Choose descriptive and unique type names to avoid confusion when handling multiple patterns. This type will also be referenced in the TTS for optionally skipping these types or providing custom text transformations before speaking these types. It’s also optionally referenced in RTVI for similar purposes of not sending certain types or transforming them before sending to the client.
start_pattern
str
required
Pattern that marks the beginning of content
end_pattern
str
required
Pattern that marks the end of content
action
MatchAction
default:"MatchAction.REMOVE"
What to do with the matched pattern and its content:
  • MatchAction.REMOVE: The text along with its delimiters will be removed from the streaming text. Sentence aggregation will continue on as if this text did not exist.
  • MatchAction.KEEP: The delimiters will be removed, but the content between them will be kept. Sentence aggregation will continue on with the internal text included. This is helpful if you want to keep the content but be notified when it occurs via a callback.
  • MatchAction.AGGREGATE: Aggregate the matched pattern and its content as a separate aggregation. The matched content will be returned in an Aggregation object with the specified type when the pattern is completed. When the start of this pattern is detected, any buffered text up to that point will be returned as a standard “sentence” aggregation.
Returns
Self for method chaining

add_pattern_pair

This method is deprecated. Use add_pattern instead.
pattern_aggregator.add_pattern_pair(
  pattern_id,
  start_pattern,
  end_pattern,
  remove_match=True
)

on_pattern_match

pattern_aggregator.on_pattern_match(type, handler)
Registers a handler function to be called when a specific pattern pair is matched.
type
str
required
The pattern pair type to listen for (as defined in add_pattern)
handler
Callable[[PatternMatch], Awaitable[None]]
required
Function to call when the pattern is matched. The function should accept a PatternMatch object.
Returns
Self for method chaining

Pattern Match Object

When a pattern is matched, the handler function receives a PatternMatch object which is a subclass of the Aggregation object. It contains the following fields:
type
str
The identifier and descriptor of the matched pattern pair. This field is part of the Aggregation base class.
text
str
The text content between the start and end patterns. This field is part of the Aggregation base class.
full_match
str
The complete text including start and end patterns.

Usage Examples

Voice Switching in TTS

This example demonstrates finding custom <voice> tags in streaming text to switch voices dynamically in a TTS service like Cartesia. It removes the tags and the content between them, such that the content is treated as if it does not exist. It will not be spoken by the TTS, it will not be added to the context, and it will not be sent to clients via RTVI. Instead, it simply triggers a voice switch side effect.
# Define voice IDs
VOICE_IDS = {
    "narrator": "c45bc5ec-dc68-4feb-8829-6e6b2748095d",
    "female": "71a7ad14-091c-4e8e-a314-022ece01c121",
    "male": "7cf0e2b1-8daf-4fe4-89ad-f6039398f359",
}

# Initialize TTS service, starting with default narrator voice
tts = CartesiaTTSService(
    api_key=os.getenv("CARTESIA_API_KEY"),
    voice_id=VOICE_IDS["narrator"],
)

# Create pattern aggregator
pattern_aggregator = PatternPairAggregator()
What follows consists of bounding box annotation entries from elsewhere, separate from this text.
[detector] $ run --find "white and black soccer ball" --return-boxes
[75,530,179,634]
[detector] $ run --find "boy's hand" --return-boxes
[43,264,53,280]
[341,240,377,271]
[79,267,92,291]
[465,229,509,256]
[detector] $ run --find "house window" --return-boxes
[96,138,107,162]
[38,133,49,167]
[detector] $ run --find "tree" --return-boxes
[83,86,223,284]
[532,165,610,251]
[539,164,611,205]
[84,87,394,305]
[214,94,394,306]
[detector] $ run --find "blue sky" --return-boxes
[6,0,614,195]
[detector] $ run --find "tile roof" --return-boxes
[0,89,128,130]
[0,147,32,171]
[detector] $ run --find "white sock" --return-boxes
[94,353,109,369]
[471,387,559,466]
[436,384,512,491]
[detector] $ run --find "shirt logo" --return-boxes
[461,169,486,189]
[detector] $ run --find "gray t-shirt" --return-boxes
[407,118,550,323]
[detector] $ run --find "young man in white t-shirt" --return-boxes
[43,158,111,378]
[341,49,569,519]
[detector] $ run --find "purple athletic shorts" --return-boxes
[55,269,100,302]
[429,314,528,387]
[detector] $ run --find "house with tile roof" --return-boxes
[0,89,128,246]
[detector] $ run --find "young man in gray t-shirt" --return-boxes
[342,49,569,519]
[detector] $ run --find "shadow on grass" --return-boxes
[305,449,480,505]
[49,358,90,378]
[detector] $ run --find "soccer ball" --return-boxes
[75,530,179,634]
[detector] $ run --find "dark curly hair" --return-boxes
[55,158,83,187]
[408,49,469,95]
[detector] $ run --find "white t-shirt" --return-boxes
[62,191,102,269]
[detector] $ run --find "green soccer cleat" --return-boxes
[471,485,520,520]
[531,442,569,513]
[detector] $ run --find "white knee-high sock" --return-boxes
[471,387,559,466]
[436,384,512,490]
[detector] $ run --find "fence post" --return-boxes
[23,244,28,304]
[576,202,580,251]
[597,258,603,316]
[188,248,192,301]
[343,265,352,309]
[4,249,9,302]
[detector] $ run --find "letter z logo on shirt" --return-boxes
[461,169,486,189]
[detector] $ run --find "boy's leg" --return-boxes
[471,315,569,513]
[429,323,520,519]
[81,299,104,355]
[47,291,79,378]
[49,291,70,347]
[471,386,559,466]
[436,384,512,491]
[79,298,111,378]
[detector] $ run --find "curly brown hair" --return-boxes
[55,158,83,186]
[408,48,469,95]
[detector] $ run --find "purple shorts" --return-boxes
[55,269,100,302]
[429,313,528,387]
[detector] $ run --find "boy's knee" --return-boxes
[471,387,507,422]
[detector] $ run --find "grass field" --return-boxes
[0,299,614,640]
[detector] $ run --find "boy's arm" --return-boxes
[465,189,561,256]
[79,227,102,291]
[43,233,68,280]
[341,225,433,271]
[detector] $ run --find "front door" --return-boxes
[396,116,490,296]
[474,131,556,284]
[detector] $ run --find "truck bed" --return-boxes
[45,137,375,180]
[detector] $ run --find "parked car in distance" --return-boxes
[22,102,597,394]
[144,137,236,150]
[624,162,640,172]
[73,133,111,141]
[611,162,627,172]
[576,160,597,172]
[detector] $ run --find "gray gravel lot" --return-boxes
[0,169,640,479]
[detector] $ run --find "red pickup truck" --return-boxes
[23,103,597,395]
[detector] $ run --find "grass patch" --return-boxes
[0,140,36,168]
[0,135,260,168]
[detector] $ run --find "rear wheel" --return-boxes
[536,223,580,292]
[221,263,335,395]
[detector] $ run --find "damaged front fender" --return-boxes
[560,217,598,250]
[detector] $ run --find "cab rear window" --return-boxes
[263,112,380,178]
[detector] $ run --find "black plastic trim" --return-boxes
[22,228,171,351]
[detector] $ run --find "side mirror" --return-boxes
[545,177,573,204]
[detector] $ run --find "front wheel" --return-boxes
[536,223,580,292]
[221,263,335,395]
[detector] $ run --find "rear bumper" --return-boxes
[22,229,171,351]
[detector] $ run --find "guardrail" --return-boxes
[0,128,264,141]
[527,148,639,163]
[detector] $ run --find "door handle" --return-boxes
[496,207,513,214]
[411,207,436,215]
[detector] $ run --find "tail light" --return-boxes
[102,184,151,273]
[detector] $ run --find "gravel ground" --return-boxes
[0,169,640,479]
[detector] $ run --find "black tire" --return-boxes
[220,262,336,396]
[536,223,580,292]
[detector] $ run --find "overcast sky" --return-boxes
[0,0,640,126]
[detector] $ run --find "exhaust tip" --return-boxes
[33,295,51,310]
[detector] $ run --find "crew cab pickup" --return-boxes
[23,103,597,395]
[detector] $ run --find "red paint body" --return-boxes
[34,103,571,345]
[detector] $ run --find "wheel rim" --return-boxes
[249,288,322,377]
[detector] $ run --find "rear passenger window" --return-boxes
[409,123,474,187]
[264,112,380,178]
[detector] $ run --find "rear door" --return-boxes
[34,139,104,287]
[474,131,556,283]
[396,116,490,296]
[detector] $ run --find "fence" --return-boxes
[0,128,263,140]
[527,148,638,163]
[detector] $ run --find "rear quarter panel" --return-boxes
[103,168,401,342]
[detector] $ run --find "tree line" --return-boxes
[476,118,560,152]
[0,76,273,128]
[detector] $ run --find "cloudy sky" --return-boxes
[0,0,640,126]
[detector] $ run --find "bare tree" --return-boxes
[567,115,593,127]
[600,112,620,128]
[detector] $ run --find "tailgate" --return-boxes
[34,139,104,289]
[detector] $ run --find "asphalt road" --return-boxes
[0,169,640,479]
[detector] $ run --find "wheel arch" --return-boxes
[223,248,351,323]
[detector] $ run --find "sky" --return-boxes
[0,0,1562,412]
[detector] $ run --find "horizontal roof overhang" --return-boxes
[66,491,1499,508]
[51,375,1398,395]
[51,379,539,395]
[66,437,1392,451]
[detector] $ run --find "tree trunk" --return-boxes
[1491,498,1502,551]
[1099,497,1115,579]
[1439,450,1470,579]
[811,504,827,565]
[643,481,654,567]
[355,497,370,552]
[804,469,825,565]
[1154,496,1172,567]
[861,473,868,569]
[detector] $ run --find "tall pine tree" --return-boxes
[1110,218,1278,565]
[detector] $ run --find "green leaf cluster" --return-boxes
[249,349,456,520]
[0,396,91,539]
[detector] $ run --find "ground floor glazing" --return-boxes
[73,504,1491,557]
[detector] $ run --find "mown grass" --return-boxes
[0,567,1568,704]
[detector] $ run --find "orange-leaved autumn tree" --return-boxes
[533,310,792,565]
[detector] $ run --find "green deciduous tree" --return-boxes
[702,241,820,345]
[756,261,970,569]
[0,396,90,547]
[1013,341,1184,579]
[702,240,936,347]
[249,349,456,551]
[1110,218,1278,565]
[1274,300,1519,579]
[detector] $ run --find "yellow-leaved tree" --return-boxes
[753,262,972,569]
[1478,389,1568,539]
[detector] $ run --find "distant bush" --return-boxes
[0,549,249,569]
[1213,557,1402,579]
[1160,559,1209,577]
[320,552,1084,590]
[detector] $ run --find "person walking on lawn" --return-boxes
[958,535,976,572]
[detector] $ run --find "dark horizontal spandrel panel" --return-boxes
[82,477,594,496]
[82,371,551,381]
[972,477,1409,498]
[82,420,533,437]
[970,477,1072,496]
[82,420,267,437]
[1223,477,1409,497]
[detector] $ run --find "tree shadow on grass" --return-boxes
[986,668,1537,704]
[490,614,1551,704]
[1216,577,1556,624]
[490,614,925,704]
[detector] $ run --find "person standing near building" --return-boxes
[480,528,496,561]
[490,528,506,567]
# Add pattern for voice tags
pattern_aggregator.add_pattern(
    type="voice",
    start_pattern="<voice>",
    end_pattern="</voice>",
    action=MatchAction.REMOVE
)

# Register handler for voice switching
def on_voice_tag(match: PatternMatch):
    voice_name = match.content.strip().lower()
    if voice_name in VOICE_IDS:
        voice_id = VOICE_IDS[voice_name]
        tts.set_voice(voice_id)
        logger.info(f"Switched to {voice_name} voice")

pattern_aggregator.on_pattern_match("voice", on_voice_tag)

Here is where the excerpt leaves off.